Ein Beispiel mag erläutern, wie untergründig ererbtes Verhalten in unserer Vorstellungswelt arbeitet. Wer etwa soll in den Lehrplan des Homo Sapiens geschrieben haben, dass blauer Himmel an einem sommerlichen Seeufer erholsamer ist als Regensturm, Eis und Nebelwetter?
Kaum ist Urlaubszeit, bilden sich auf Autobahnen zermürbende Staus in Richtung Süd, nicht in Richtung Nord. Sogar der Grieche nennt den Sommer Kalokä´ri, gute Zeit, mag es am Tag auch 40° heiß werden. Die Zeitungsschlagzeile verkündet dann zwar „I sesti mas skotóni“ („Die Hitze bringt uns um“). Macht nichts. Diese Zeit heißt trotzdem Kalokäri: kalós war früher das Wort für „schön“. Aber sicher würden wir mit „Kalokäri“ den Winter benennen, wenn wir Nachkommen von Walrössern wären, und würden es dann in unseren Breiten kaum erwarten können, wieder Freizeit zu bekommen für das Schwimmen zwischen Eisschollen: Die Staus gingen um 180° gewendet Richtung Nordpol.
Bei dem Vergleich dämmert uns, was wir zwar oft genug von Anthropologen hören, aber nicht als Realität wahrnehmen: dass wir seit Jahrhunderttausenden und Jahrmillionen schubweise aus dem Süden in den Norden gewandert sind, wohl hauptsächlich wegen der damals schon beginnenden Übervölkerung sensibler ökologischer Lebensräume. Unsere nächsten Verwandten, Schimpanse also, Gorilla und Orang Utan sind im Süden geblieben. Wir allein fielen aus dem ökologischen Rahmen. Wenn es die große Mehrheit von uns heute im Urlaub nach Süden zieht statt nach Norden, so liegt das als unvergessene Bindung an die Urheimat Afrika nahe. Dieses Orientierungsmotiv**) ist auffallend ähnlich fest in uns verankert wie der Gebirgszug der Alpen in Europa. Dessen Auftürmen geht ebenfalls seit Millionen Jahren von Afrika aus. Selbst das Verkümmern unserer Anlagen, wie eben des Orientierungsvorgangs, ist damit vergleichbar. Auch die Alpen werden abgetragen, sobald sie nicht ständig nachwachsen (d.h. sobald sie als geophysikalischer Stoßdämpfer „nicht mehr gebraucht“ werden).

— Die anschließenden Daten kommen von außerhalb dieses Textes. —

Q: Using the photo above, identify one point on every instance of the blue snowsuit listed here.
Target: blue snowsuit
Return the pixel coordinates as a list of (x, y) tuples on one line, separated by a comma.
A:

Das Wissen, dass genau wie der Mensch so auch Schwalben, Lachse, Aale sich stark an ihre Urheimat gebunden fühlen, sollte die Forschung zugrundelegen. (Katrin Blawat weist darauf hin.) Das „Wo bin ich?“ kennzeichnet nicht nur vordergründig den einzelnen Menschen mit dem Kompaß in der Hand, sondern umfassend den Wissenschaftsbereich Humanpsychologie. Bis hin zu Irrtümern über die angeborenen Rollen von Mann und Frau (PM(131)) ist diese Frage aktuell. Das ganze moralische Missverstehen der menschlichen Sexualität ist in der Frage „Wo bin ich?“ vertreten.
Tiefste Ursache des weltweiten Staunens über menschliches Verhalten ist natürlich die mangelhafte Beachtung der Komplexität, die unsere psychische Natur untrennbar mit der physischen verschmelzt und dann beide weiter mit der Biosphäre vernetzt. In der Frage „Wo bin ich“? äußert sich das Geständnis, im Kreuzfeuer zwischen der Natur der Termiten und der Natur eines Kleingruppenwesens zu stehen (hierüber PM(18) und (63)).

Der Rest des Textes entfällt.